A traditional database is a very good tool for storing data in a well structured manner, and to look up specific data based on certain fields. And because traditional databases are already in use for such a long time, there is support for it in almost every thinkable programming language. And that is exactly why we use a database in MailerQ: to lookup the configuration, and to keep track of statistics so that other programs can easily access that data too. For tasks that require high performance (loading and storing messages) we rely on other technologies, but for statistics and configuration settings we use a database to make this information easily accessible.
But even although we only use the database for non-critical tasks, we still did our best to keep the performance penalty for using a database as small as possible. To prevent that database queries form a bottleneck, MailerQ runs all queries in a non-blocking asynchronous way. This means that when a query is being executed, MailerQ still continues its other duties - it does for example not stop any SMTP communication while a query is running. And besides that, all query results are cached in memory, so that queries do not need to be executed too often. In most cases the required data is already loaded in memory and no query needs to be started. Update operations and insert operations are grouped so that a single query can update many counters at once. This reduces the number of necessary queries even further.
Originally we only supported MySQL databases. And although we did already use a database abstraction layer for running queries on this database, it was not so trivial to add support for the other database engines as the theory makes you believe. The theory says that by using a database abstraction layer, you can simply switch engines, and that it is up to the abstraction layer to deal with this. But it turned out that we still had to rewrite almost every query to make this work. I will summarize the most important changes we made to the queries.

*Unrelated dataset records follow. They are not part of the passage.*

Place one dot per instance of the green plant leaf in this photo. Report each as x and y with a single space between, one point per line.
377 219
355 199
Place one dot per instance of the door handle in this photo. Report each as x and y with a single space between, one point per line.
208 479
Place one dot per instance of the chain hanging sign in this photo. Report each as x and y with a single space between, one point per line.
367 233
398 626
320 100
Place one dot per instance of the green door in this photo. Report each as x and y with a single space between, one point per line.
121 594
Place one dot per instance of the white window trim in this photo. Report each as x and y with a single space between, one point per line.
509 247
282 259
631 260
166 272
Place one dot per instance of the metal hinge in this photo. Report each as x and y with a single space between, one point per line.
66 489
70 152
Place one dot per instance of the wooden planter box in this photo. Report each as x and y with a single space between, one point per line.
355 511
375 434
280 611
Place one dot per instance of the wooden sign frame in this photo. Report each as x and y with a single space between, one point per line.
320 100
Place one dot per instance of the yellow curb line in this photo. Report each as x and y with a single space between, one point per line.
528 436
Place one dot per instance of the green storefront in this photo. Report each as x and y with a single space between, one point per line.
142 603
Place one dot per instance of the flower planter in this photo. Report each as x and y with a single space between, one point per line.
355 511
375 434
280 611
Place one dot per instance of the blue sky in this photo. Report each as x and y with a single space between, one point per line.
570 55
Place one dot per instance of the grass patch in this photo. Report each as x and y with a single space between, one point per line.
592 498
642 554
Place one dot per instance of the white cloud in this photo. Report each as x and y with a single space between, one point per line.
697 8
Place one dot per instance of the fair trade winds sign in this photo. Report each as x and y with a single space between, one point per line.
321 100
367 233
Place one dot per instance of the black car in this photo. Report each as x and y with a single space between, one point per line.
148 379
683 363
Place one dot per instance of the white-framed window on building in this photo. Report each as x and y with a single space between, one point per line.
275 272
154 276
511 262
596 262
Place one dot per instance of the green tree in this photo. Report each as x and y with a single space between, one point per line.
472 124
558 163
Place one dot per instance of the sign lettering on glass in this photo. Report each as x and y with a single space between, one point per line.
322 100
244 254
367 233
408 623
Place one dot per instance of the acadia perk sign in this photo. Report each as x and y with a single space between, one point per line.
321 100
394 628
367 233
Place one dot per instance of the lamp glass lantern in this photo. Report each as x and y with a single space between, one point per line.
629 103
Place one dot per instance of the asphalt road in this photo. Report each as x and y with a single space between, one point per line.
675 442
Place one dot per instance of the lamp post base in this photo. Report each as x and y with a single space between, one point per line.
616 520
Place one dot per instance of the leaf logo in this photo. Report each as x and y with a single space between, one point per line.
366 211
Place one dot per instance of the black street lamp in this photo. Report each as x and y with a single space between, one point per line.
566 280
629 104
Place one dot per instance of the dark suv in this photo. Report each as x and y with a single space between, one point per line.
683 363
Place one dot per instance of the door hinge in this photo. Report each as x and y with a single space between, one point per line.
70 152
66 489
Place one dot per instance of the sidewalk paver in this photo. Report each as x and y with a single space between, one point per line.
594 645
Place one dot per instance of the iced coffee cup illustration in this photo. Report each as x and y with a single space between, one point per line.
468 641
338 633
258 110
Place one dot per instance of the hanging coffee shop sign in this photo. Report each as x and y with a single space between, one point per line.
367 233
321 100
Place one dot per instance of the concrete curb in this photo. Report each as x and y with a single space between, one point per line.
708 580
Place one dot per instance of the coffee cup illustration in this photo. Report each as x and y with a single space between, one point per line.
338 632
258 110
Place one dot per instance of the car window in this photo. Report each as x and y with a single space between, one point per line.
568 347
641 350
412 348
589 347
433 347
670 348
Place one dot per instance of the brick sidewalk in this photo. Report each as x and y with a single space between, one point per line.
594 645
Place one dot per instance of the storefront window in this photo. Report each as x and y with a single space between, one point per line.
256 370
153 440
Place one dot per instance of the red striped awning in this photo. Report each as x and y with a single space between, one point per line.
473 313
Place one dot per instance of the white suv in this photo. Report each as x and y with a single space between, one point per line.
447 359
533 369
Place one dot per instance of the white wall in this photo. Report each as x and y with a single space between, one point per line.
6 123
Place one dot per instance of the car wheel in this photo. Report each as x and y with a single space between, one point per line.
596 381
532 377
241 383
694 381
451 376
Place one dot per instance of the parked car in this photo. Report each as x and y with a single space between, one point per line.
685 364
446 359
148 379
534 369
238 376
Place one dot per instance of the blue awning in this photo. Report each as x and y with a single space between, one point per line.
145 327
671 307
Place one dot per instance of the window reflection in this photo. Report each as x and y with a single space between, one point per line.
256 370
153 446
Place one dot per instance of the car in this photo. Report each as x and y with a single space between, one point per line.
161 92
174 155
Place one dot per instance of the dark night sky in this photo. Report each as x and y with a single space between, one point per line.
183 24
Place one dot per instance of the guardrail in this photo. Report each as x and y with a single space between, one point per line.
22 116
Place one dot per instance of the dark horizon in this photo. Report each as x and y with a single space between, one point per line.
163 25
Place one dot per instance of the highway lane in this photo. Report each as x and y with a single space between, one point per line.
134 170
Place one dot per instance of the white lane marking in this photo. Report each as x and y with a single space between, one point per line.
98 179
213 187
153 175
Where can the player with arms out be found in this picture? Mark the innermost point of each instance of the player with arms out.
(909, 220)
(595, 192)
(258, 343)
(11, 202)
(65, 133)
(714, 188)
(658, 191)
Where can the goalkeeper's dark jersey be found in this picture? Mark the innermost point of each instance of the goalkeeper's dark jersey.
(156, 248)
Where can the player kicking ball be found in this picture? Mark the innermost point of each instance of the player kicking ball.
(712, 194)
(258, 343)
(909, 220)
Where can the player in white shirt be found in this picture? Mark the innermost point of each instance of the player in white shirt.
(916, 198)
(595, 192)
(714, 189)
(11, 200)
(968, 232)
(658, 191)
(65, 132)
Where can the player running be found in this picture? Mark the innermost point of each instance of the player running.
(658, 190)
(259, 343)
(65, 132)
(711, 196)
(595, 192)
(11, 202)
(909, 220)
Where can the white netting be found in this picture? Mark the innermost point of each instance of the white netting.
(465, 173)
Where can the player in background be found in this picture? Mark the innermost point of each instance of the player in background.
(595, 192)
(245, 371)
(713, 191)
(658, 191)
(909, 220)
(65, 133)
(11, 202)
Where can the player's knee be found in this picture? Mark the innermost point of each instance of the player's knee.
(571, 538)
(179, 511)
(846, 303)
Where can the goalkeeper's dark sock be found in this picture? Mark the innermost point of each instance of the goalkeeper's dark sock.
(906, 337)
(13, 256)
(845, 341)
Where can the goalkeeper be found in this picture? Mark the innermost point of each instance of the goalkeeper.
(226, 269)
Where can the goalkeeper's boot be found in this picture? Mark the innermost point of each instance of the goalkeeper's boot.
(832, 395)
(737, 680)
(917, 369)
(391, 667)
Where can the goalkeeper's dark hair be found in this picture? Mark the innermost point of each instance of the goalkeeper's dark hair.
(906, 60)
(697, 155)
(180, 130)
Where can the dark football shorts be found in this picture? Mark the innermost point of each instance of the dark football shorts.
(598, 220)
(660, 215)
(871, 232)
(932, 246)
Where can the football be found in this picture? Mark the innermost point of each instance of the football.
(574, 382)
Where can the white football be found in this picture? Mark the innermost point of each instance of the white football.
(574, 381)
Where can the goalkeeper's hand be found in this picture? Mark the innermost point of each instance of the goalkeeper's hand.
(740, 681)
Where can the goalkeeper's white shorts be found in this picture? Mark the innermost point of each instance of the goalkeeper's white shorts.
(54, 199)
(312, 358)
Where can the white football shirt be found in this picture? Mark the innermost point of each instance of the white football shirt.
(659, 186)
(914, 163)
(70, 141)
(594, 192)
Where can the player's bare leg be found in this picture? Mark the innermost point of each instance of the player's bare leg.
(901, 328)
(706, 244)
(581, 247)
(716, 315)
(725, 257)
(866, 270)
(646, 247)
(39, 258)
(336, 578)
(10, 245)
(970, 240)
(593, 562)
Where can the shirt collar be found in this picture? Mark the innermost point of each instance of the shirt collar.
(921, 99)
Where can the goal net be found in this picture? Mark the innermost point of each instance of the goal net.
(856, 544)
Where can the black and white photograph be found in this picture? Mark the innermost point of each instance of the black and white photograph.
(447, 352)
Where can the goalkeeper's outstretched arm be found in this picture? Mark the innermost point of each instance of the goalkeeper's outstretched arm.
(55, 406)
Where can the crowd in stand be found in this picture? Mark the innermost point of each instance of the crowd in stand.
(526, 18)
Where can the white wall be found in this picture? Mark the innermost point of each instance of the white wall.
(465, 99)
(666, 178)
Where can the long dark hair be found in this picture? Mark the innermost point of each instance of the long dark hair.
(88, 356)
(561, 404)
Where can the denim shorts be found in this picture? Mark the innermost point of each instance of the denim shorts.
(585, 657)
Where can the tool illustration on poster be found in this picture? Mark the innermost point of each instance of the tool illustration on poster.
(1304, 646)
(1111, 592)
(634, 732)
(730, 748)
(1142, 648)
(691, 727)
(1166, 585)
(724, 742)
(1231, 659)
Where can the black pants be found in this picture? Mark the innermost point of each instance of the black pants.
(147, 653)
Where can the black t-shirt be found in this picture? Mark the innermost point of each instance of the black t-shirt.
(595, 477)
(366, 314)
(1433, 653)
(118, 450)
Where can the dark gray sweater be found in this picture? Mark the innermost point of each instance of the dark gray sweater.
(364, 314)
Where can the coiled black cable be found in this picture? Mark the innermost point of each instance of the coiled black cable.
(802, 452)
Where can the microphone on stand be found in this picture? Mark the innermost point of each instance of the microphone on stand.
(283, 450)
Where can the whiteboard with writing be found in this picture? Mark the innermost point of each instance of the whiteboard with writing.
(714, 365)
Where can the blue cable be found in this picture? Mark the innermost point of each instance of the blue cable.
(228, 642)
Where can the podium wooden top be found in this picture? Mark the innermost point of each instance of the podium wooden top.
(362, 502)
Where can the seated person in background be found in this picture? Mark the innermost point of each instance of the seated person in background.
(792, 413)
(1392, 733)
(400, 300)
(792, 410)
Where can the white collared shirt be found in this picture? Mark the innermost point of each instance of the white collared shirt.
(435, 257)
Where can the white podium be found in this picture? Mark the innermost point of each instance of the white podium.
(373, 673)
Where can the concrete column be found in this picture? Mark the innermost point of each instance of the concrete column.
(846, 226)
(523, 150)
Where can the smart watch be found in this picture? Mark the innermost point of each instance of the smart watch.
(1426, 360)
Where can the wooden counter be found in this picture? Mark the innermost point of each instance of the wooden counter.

MailerQ automatically creates its own tables by running "create table" and "alter table" queries. This means that when you start up MailerQ you do not have to worry about setting up the database yourself, because this is automatically taken care of by MailerQ. But the "create table" queries that were in use for MySQL turned out not to compatible with Sqlite and PostgreSQL. There were a couple problems with it: PostgreSQL and Sqlite do not support the same type names as MySQL, and the indexes are created in a different manner. PostgreSQL does for example not recognize "binary" as type, but uses "bytea" instead. And MySQL supports creating indexes as part of the "create table" statement, while Sqlite requires a seperate query for this. Further more, in MySQL the name of an index only needs to be unique for the table (two different tables can both have an index with the same name). And specific features like 'auto_increment' are slighly different between the engines too.
That is why we have chosen to create special "create table" queries for all different engines. But that did not come as a surprise, because the data definition languages for all database engines are known to have many differences. The regular "select", "insert" and "update" queries on the other hand are supposed to be standardized SQL and should thus be supported by all engines. Those types of queries have been rewritten in such a way that the same query can be used for accessing all different engines. For almost all queries that we already used we had to do some rewriting because we were using specific MySQL features.
MailerQ stores IPv6 addresses in binary format in the database to keep the column size small. In MySQL there is no difference between escaping/quoting binary data and non-binary data, but for PostgreSQL and Sqlite this does make a difference. We had to change the "insert" and "update" queries to explicitly specify that certain fields contain binary data and need to be escaped differently.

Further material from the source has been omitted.